Yu Z1#, Hu Y1#, Liu H2, Fan J1 and Liu W1*

¹Department of Orthopaedics, Affiliated Hospital 2 of Nantong University, Nantong, Jiangsu, China

²School of Clinical Medicine, Nanjing Medical University, Nanjing, Jiangsu, China

#Yu Z and Hu Y contributed equally to this work

*Corresponding author: Wei Liu, Department of Orthopaedics, Affiliated Hospital 2 of Nantong University, 6 Haierxiang Road, Nantong 226001, Jiangsu, China

Received: April 19, 2021; Accepted: May 08, 2021; Published: May 15, 2021

Abstract

Rheumatoid Arthritis (RA) is a chronic autoimmune disease characterized by inflammatory synovial hyperplasia.
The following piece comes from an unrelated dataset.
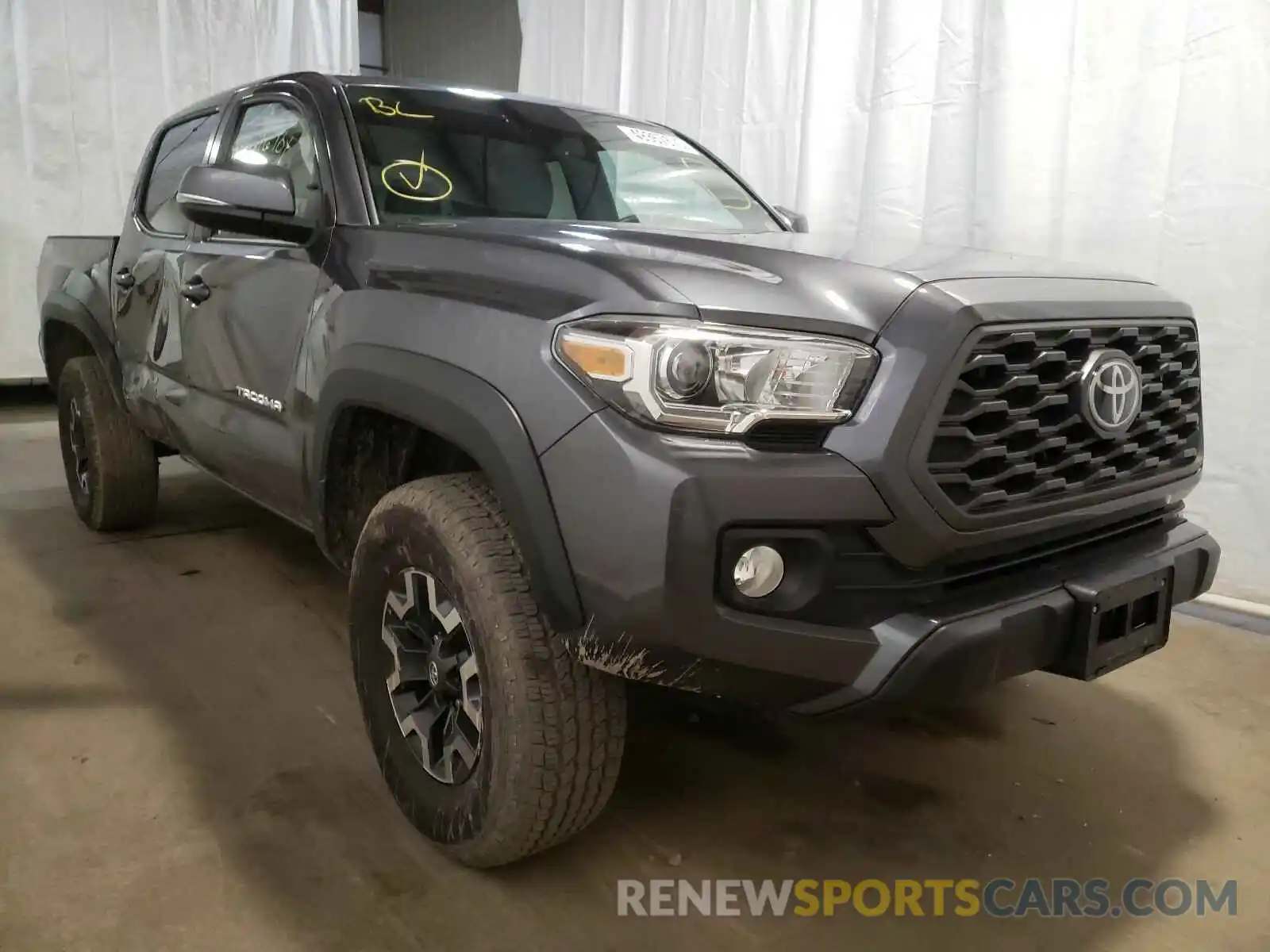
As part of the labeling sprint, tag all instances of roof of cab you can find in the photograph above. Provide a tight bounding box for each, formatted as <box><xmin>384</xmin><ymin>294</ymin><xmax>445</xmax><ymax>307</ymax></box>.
<box><xmin>167</xmin><ymin>70</ymin><xmax>645</xmax><ymax>125</ymax></box>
The pathogenesis of RA may be related to heredity, infection and sex hormones. The initial stage of RA involves the activation of T cells. Immature CD4+ T cells differentiate into T helper (Th) cells and T regulatory (Treg) cells under antigen stimulation and cytokine signal transduction. Cytokines secreted by Th cells and Treg cells play crucial roles in the pathophysiology of RA. The cytokines can be roughly divided into proinflammatory cytokines, anti-inflammatory cytokines, and both pro- and antiinflammatory cytokines. The imbalance between pro-inflammatory cytokines and anti-inflammatory cytokines would lead to a variety of autoimmune diseases. The disease severity was significantly indicated by serum or plasma cytokine levels with RA patients. Many clinical trials have shown that anticytokine drugs are effective in treating RA. This article reviews the differentiation process of different Th cells and Treg cells, the roles of cytokines secreted by them in the pathogenesis of RA and how miRNAs mediate immune regulation in RA. By understanding the roles of cytokines and miRNAs in the pathogenesis of autoimmunity, it is necessary to develop potential anti-cytokine drugs and biomarkers/therapeutic targeted drugs through various ways in the treatment of RA.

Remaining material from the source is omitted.